His one-person opera, Erwartung, is one of his masterpieces, an intense dramatic monologue by a woman, who goes out in search of her unfaithful lover and is surprised to find his dead body in the forest. The four sections of this half-hour work are fraught with confused ejaculations, as the character transverses a vast ranges of dark emotions, fears, and imaginings. Again, Rattle and the BPO did a marvellous job of holding it all in proportion and maintaining a coherent flow. The soprano, Evelyn Herlitzius, adopted an compatible approach by avoiding any compromise of her creamy, almost lush voice. This didn’t at all inhibit her from singing her broken lines with powerful expression. Her performance was right on the mark, outstanding in every way.

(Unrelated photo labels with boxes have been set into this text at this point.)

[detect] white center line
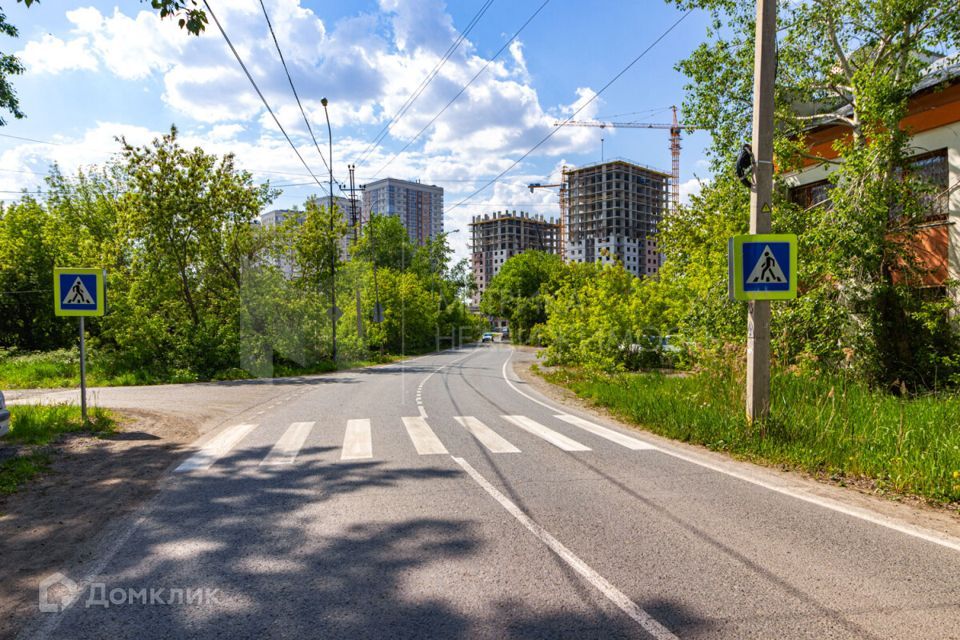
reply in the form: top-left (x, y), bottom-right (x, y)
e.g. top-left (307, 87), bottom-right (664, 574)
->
top-left (503, 416), bottom-right (590, 451)
top-left (260, 422), bottom-right (315, 465)
top-left (454, 416), bottom-right (520, 453)
top-left (453, 457), bottom-right (679, 640)
top-left (340, 418), bottom-right (373, 460)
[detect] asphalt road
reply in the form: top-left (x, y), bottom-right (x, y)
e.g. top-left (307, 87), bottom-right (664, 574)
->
top-left (15, 344), bottom-right (960, 639)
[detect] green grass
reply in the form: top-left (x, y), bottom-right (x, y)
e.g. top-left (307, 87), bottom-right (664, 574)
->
top-left (0, 453), bottom-right (50, 495)
top-left (540, 369), bottom-right (960, 502)
top-left (0, 349), bottom-right (155, 389)
top-left (0, 349), bottom-right (428, 390)
top-left (0, 404), bottom-right (117, 445)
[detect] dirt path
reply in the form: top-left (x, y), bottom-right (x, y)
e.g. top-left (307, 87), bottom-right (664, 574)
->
top-left (0, 410), bottom-right (197, 638)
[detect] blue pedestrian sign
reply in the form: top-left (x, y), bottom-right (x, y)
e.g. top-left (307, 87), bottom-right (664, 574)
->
top-left (728, 233), bottom-right (797, 300)
top-left (53, 268), bottom-right (107, 316)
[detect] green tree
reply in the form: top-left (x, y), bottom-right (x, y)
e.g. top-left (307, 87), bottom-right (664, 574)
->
top-left (114, 128), bottom-right (275, 376)
top-left (480, 251), bottom-right (563, 342)
top-left (664, 0), bottom-right (960, 385)
top-left (353, 213), bottom-right (417, 271)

Schoenberg’s brief orchestral work, Accompaniment to a Cinematographic Scene, Op. 34, received a performance which unravelled its dense texture and expression without compromising its natural pace, which, like Erwartung, is dramatic, since it is an accompaniment to an imaginary scene from a movie, progressing through four key moods: threatening, danger, fear, and catastrophe. What more appropriate companion for Brahms’ eight-bar passacaglia than Schoenberg’s mature twelve-tone work?
There is no doubt that Sir Simon Rattle’s work with the Berlin Philharmonic represents the best we have in music today. What’s more, he is to be thanked for giving his New York audience a substantial mini-season of coherent, meaningful programming, which gives us a deeper understanding of two great composers, and leaves us in the assurance that their music is very much alive today.